Simultaneity is Relative

One detector is moving towards the light, so it detects the light first. The second detector is moving away from the light, so it detects the light later. Note that the light cone remains the same because the speed of light does not change. However, the world lines of these three objects change from the perspective of the static observer. They are tilted towards the direction of movement.

Since one detector is moving closer to the light, it’s detection event will be lower on its worldline than the detector that is moving away from the light, so its detection event will be higher on its world line. Now here is the crucial part, what I have shown you is from the perspective of an observer, Observer A, who is watching from a distance does not move in any of the reference frames.

However, from the perspective of the objects, things are quite different. In other words, if there was an observer B, attached to the objects, such that he was not moving with respect to the objects in any of the reference frames, he would see simultaneous detection by the two light detectors, even though he’s moving with respect to the first observer, observer A.

From observer B’s perspective, he and the objects are static, and it’s observer A that is moving to the left.
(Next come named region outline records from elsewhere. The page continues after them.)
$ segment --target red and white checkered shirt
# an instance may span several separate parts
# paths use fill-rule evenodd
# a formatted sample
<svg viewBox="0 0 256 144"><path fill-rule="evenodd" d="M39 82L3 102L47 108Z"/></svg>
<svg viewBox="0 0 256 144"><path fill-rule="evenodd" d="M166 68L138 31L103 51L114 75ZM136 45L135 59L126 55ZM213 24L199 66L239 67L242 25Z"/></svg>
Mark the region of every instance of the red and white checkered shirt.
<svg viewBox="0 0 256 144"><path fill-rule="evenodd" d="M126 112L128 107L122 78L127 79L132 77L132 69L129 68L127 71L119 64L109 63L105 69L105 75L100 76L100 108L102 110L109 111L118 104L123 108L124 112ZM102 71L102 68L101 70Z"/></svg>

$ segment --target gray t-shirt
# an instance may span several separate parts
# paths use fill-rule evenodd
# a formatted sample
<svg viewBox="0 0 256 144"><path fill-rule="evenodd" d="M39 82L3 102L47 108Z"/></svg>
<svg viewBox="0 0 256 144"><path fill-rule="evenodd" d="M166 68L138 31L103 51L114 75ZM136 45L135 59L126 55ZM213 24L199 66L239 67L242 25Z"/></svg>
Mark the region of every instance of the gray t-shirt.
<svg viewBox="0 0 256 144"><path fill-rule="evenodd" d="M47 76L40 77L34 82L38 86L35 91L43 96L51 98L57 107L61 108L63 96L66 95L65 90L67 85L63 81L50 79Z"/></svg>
So the light cone and world lines that Observer B experiences will be straight up, identical to the one seen by observer A when he was not moving with respect to the objects, that is, he sees simultaneous detection. Observer A, however sees the tilted world lines and no simultaneity.

No Absolute Simultaneity in the Universe

So what this shows is that simultaneity is relative. It is relative to the observer. There is no absolute simultaneity in the universe. But each observer sees and experiences exactly the same spacetime. The events are the same. So things can be relative but they are all part of one spacetime. These observers divide space and time in different ways depending on their frame of reference. But ultimately it is one universe, and although simultaneity is relative, they will both agree on causality. Causality is preserved.